コロンブスの目的はインドのみならずその手前にある日本も視野に入れていました。
(東から西への航路の場合)
なぜ日本を目指すのか。
それにはマルコポーロの東方見聞録が大いに関わります。
その中で日本はアジアの東端に位置し、黄金の国ジパングと紹介されました。
どれほどの黄金に巡り合えるのか。
当時の探検家達はおおいに夢見たことでしょう。
やがてコロンブス一行は西インド諸島に到着します。
サンサルバドルに1492年、コロンブスは上陸します。
現ハイチがジパングであり、その南西に目的地のインドがあると勘違いしてしまいます。
先住民との激しい戦いもあり、コロンブスは撤退を余儀なくされます。
インドの先住民だと思い、彼らをインディアンと呼びました。
新大陸のアメリカ大陸を発見したことは、結局コロンブスもわからないまま亡くなります。
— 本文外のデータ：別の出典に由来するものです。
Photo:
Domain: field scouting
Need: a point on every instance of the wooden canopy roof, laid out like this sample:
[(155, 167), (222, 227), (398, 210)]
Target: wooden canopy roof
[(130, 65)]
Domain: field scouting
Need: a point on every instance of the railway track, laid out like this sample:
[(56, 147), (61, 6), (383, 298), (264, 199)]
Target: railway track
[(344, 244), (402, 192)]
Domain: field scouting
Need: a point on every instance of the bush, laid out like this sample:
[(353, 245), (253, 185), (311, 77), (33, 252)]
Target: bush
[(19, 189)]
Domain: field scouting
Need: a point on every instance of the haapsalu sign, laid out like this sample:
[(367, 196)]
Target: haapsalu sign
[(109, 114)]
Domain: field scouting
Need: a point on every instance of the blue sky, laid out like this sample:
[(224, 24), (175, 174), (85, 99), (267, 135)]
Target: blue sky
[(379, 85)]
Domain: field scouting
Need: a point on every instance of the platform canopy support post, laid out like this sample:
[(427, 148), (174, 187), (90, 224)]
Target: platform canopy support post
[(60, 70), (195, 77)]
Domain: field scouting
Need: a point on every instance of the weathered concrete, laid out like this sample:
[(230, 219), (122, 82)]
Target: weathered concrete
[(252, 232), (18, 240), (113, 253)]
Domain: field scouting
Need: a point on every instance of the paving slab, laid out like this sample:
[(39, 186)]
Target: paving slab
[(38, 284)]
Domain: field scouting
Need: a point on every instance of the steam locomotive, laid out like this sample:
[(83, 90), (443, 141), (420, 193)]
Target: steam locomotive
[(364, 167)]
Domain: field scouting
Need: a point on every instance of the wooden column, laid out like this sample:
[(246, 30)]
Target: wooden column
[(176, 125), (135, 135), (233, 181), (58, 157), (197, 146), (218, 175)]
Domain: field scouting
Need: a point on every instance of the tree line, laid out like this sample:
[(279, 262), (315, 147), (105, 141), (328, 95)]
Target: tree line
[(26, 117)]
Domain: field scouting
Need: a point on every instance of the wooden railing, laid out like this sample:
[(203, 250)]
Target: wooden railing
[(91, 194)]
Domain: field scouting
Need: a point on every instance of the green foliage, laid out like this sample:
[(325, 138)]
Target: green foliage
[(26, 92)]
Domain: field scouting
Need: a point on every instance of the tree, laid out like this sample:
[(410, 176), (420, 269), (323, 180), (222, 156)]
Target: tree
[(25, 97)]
最後までコロンブスが訪れた島々がインド周辺だと思いこんでいたのです。
西インド諸島の由来はそこにあります。

その後「地球球体説」はマゼラン一行の世界一周(1519年~1521年)により証明されます。



1543年種子島(たねがしま)に鉄砲が伝えられたこと。
1549年イエズス会のザビエルがキリスト教を伝えたこと。
世界史的にはコロンブスの新大陸発見によりアメリカ合衆国が誕生していくこと。
やがて欧米列強の帝国主義政策により日本列島も侵略の脅威にさらされること。